'Sync'ing Redshift to S3 causes a syntax error
When I attempt to use the Sync visual recipe to put a Redshift table into S3, using the "Redshift to S3" recipe engine, I get this rather mysterious error:
Job failed: [Amazon](500310) Invalid operation: syntax error at or near ":" Position: 100;, caused by: ErrorException: [Amazon](500310) Invalid operation: syntax error at or near ":" Position: 100;
This is despite taking care to set the S3 Preview to use "Escaping only" quoting, either ',' or '\t' as a separator, and '\' as the escape character, as described in the documentation. Using "Excel" style quoting causes a different syntax error, saying it's near one of the column names. This failure only occurs on one table; others sync fine.
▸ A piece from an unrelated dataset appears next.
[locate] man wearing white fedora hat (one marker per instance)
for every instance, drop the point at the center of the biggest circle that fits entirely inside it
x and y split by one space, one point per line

I also don't seem to be able to locate the generated SQL query in order to at least see what the actual syntax error is in context.
Using the "DSS" recipe engine works with this table, or would work, except that the table is pretty large and it bumps up against the rather puzzling S3 limitation of only allowing 10 000 part uploads; it would be easy to work around that if there were a way of specifying larger part sizes. Currently the transfer uses the minimum 5 MiB part size, and I don't know how to change that.
Answers
-
Alexandru Dataiker, Dataiku DSS Core Designer, Dataiku DSS ML Practitioner, Dataiku DSS Adv Designer, Registered Posts: 1,215 Dataiker
Hi,
Using the DSS engine to export data from Redshift to S3 is not recommended as it can be inefficient.
The error suggests there is an issue with one of the column names, perhaps can't be escaped correctly when generating the SQL. I've tried various combinations but could not get it to fail with commas, quotes ":" etc. So unsure what column in your redshift dataset could be causing this.
Can you confirm :
1) Your DSS Version
2) Can you share the SQL statement printed in the logs If you look at the job Activity log you will see: Executing SQL : UNLOAD , something like below, if this container has any sensitive information you can't share here can open a support instead.
[13:52:07] [INFO] [dku.recipes.sync.s3toredshift] - Executing SQL : UNLOAD ('SELECT "userid",REPLACE("username",\'"\',\'""\'),REPLACE("firstname",\'"\',\'""\'),REPLACE("lastname",\'"\',\'""\'),REPLACE("city",\'"\',\'""\'),REPLACE("state",\'"\',\'""\'),REPLACE("email",\'"\',\'""\'),REPLACE("phone",\'"\',\'""\'),CASE WHEN "likesports" IS TRUE THEN \'true\' WHEN "likesports" IS FALSE THEN \'false\' END,CASE WHEN "liketheatre" IS TRUE THEN \'true\' WHEN "liketheatre" IS FALSE THEN \'false\' END,CASE WHEN "likeconcerts" IS TRUE THEN \'true\' WHEN "likeconcerts" IS FALSE THEN \'false\' END,CASE WHEN "likejazz" IS TRUE THEN \'true\' WHEN "likejazz" IS FALSE THEN \'false\' END,CASE WHEN "likeclassical" IS TRUE THEN \'true\' WHEN "likeclassical" IS FALSE THEN \'false\' END,CASE WHEN "likeopera" IS TRUE THEN \'true\' WHEN "likeopera" IS FALSE THEN \'false\' END,CASE WHEN "likerock" IS TRUE THEN \'true\' WHEN "likerock" IS FALSE THEN \'false\' END,CASE WHEN "likevegas" IS TRUE THEN \'true\' WHEN "likevegas" IS FALSE THEN \'false\' END,CASE WHEN "likebroadway" IS TRUE THEN \'true\' WHEN "likebroadway" IS FALSE THEN \'false\' END,CASE WHEN "likemusicals" IS TRUE THEN \'true\' WHEN "likemusicals" IS FALSE THEN \'false\' END from "public"."users" ') to 's3://...../TESTING_S3_NEW/users_copy/out-s' ALLOWOVERWRITE DELIMITER AS '\t' ADDQUOTES GZIP IAM_ROLE
-
Hi,
Regarding the 10000 multipart upload Amazon S3 limits, you can configure the size of the part as follows:
1) Stop the DSS instance:
DATADIR/bin/dss stop
2) Edit the DATADIR/config/dip.properties file and add the following key:
dku.s3.upload.multipart.chunk.size=XXXXXXX
Where XXXXXXX is the size of one part (and is larger than 5242880, of course).
3) Start the DSS instance:
DATADIR/bin/dss start
- Best
-
We are running Dataiku version 8.05. The column names may be sensitive, but it appears the problem is in the date handling for one of them, as this is the only part of the query that has a ':' in it:
TO_CHAR(cast("redacted" as TIMESTAMPTZ),\'YYYY-MM-DDThh24:MI:SS.MSZ\')
I will check with my contact in IT to see how they want the ticket filed.